Dear editor,
The 2025 Wyoming legislature has convened and several lawmakers put forth bills that will significantly restrict access to abortion in our state if they pass. One, HB 0064, would require a medically-unnecessary, and pricey, ultrasound 48 hours before any abortion procedure. The other, HB 0042, would force any clinic that provides procedural abortions to be licensed as an ambulatory surgical center.
I am a retired physician who specialized in Ob/GYN and clinical genetics and am a volunteer with Wyoming’s abortion fund, so I am well-versed in the issues around reproductive health and maternity care and have the credentials and background to author this piece.
The lawmakers behind these bills claim they are an effort to keep women safe. But these bills are actually blatant attempts to further impede women’s choices and their constitutionally-protected right to make their own healthcare decisions.

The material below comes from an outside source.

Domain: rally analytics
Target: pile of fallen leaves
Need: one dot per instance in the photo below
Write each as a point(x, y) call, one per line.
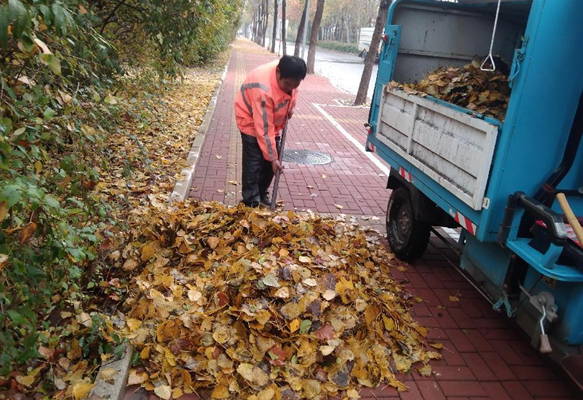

Requiring an ultrasound before an abortion is almost always medically unnecessary, especially in the first trimester, when 93 percent of abortions occur. Both procedural and medication abortions are extremely safe – much safer even than childbirth, which carries with it a 14-times higher risk of maternal death than abortion. In fact, according to the American College of Obstetrics and Gynecology.
Both bills are simply legislative efforts to make essential medical care more difficult to access. For decades abortions have been provided safely at clinics that are not licensed surgical centers and safely without an ultrasound first. In Wyoming where reproductive healthcare is already becoming increasingly difficult to find, these bills represent discriminatory government overreach and lawmaking rooted in ideology, rather than best practice.
Wyomingites have always valued limited government and personal liberty. These bills are brazen contradictions of those principles and infringe on our state constitution by interfering in private healthcare decisions. Our legislators must reject both HB0064 and HB0042 and stand instead for policies that uphold fundamental personal freedoms and individual autonomy, respect medical expertise, and ensure access to essential healthcare for women no matter where they live or how much money they have. These harmful bills simply have no place in our state.